Physical Review Physics Education Research (Jun 2020)

Thematic analysis of 18 years of physics education research conference proceedings using natural language processing

  • Tor Ole B. Odden,
  • Alessandro Marin,
  • Marcos D. Caballero

DOI
https://doi.org/10.1103/PhysRevPhysEducRes.16.010142
Journal volume & issue
Vol. 16, no. 1
p. 010142

Abstract

Read online Read online

We have used an unsupervised machine learning method called latent Dirichlet allocation (LDA) to thematically analyze all papers published in the Physics Education Research Conference Proceedings between 2001 and 2018. By looking at co-occurrences of words across the data corpus, this technique has allowed us to identify ten distinct themes or “topics” that have seen varying levels of prevalence in physics education research (PER) over time and to rate the distribution of these topics within each paper.

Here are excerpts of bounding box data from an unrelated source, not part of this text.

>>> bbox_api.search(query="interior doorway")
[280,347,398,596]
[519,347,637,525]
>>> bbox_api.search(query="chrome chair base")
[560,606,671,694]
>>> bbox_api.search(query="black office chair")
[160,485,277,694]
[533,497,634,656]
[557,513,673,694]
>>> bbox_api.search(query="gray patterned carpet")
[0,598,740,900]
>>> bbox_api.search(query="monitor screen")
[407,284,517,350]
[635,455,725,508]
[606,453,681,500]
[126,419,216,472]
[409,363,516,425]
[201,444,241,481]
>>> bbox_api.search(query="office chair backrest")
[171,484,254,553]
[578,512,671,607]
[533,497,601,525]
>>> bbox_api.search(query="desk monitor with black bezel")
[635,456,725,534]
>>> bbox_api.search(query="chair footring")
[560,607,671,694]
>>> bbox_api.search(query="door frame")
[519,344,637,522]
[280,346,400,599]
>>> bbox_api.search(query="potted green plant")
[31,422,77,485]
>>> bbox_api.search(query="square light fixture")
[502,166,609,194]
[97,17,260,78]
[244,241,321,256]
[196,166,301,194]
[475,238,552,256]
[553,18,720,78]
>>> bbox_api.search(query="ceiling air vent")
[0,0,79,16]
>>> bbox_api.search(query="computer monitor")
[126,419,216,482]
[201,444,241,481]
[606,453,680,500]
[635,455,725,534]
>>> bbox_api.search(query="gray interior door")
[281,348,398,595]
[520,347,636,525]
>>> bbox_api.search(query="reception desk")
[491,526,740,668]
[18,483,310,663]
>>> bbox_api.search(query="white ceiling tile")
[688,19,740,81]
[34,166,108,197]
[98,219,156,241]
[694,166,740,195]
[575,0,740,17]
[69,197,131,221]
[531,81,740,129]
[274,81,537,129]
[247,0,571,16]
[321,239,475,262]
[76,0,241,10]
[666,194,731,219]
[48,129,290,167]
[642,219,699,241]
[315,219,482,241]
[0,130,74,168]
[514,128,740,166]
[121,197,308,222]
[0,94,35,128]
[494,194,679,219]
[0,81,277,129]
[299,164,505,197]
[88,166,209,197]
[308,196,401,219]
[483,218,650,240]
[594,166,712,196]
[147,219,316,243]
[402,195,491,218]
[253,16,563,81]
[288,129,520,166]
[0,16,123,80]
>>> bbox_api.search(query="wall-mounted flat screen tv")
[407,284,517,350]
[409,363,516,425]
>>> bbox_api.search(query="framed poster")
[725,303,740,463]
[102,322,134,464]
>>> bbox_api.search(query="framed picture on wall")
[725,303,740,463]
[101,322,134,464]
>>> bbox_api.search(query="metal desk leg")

Our analysis suggests that although all identified topics have seen sustained interest over time, PER has also seen several waves of increased interest in certain topics, beginning with initial interest in qualitative, theory-building studies of student understanding, which gave way to a focus on problem solving in the late 2000s. Since 2010 the field has seen a shift toward more sociocultural views of teaching and learning with a particular focus on communities of practice, student identities, and institutional change. Based on these results, we suggest that unsupervised text analysis techniques like LDA may hold promise for providing quantitative, independent, and replicable analyses of educational research literature.